Alimentation BB : les recommandations de l'ANSES

Publié le par Lu Divine

Alimentation BB : les recommandations de l'ANSES

DE QUOI ON PARLE ?

L'ANSES est l'Agence Nationale de Sécurité Sanitaire de l'alimentation, de l'environnement et du Travail.

Cette agence a travaillé sur une "Etude de l'alimentation Totale Infantile" (EATi) dont les conclusions ont été publiées le 28 septembre dernier.

Des EAT avaient déjà été réalisées dans les années antérieures mais à l'échelle de la population française. Les enfants en bas âge représentant une catégorie particulièrement sensiblement aux substances toxiques, il a donc été lancé cette étude propre aux moins de 3 enfants en 2010.
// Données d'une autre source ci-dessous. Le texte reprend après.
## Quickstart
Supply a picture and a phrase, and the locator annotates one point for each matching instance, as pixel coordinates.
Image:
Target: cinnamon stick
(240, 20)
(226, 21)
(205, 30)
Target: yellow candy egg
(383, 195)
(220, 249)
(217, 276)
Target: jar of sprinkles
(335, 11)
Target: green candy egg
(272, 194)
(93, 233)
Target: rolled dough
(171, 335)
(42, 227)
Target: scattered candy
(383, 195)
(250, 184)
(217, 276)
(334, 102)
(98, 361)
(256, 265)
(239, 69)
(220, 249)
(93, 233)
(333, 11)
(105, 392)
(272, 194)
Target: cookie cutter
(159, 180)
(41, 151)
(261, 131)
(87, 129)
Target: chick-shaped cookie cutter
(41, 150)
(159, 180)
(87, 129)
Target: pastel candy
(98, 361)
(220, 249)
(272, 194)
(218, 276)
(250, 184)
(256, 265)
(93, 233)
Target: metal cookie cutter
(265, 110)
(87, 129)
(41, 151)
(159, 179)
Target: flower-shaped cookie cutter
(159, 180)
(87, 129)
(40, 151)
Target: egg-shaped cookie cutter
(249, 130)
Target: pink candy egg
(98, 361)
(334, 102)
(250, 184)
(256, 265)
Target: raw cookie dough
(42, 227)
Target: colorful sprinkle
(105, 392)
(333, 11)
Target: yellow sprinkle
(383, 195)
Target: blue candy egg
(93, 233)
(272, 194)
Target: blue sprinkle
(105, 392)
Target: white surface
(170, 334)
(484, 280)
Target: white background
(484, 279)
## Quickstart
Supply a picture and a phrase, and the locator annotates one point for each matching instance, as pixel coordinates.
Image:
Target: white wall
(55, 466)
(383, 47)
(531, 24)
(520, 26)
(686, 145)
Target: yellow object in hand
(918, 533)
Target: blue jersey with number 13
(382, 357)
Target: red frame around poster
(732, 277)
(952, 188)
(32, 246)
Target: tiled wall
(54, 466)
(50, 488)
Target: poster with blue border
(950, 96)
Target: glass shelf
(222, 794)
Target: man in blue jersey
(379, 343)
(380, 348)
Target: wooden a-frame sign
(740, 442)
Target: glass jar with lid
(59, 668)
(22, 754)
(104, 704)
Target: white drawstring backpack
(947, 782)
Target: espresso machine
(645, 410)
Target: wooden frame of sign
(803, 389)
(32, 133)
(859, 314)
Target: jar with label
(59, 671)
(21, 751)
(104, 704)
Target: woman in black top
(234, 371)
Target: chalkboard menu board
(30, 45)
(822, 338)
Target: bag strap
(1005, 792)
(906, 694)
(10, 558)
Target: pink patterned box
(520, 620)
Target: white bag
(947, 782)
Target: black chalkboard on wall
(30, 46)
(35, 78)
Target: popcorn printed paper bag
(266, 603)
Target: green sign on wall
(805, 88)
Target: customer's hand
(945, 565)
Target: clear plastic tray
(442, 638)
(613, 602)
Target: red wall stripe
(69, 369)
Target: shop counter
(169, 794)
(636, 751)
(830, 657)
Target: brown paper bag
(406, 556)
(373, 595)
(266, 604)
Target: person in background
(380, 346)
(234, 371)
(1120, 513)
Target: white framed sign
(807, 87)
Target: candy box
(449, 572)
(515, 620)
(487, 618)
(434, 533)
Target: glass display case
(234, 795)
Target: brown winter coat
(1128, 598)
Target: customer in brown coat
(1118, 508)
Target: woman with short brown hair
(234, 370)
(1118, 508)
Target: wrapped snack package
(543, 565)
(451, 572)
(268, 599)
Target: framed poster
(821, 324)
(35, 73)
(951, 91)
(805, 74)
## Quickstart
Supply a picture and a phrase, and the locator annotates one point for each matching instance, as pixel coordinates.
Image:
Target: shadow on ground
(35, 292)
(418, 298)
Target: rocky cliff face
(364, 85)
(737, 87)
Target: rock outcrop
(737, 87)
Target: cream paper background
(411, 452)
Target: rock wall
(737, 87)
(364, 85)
Les différents sources de média / journaux...ont repris ces infos et la synthèse globale est la suivante:

Synthèse de l'étude sur l'alimentation des moins de 3 ans - Source : Anses

Synthèse de l'étude sur l'alimentation des moins de 3 ans - Source : Anses

Mais bon, on aimerait quand même en savoir plus.

Alors je suis allée rechercher les rapports de l'Anses pour comprendre un peu comment a été réalisée cette étude et quelles sont les recommandations un peu plus approfondies qui en résultent.

 

L'ETUDE

Elle a considéré 97% des aliments  que peuvent ingérer nos loulous de moins de 3 ans, des produits infantiles, aux légumes, en passant par la viande et le poisson. Le tout cuisiné et /ou préparé comme on a tendance à le faire chez nous.

Soit un total de 457 échantillons alimentaires correspondant à 5484 produits alimentaires.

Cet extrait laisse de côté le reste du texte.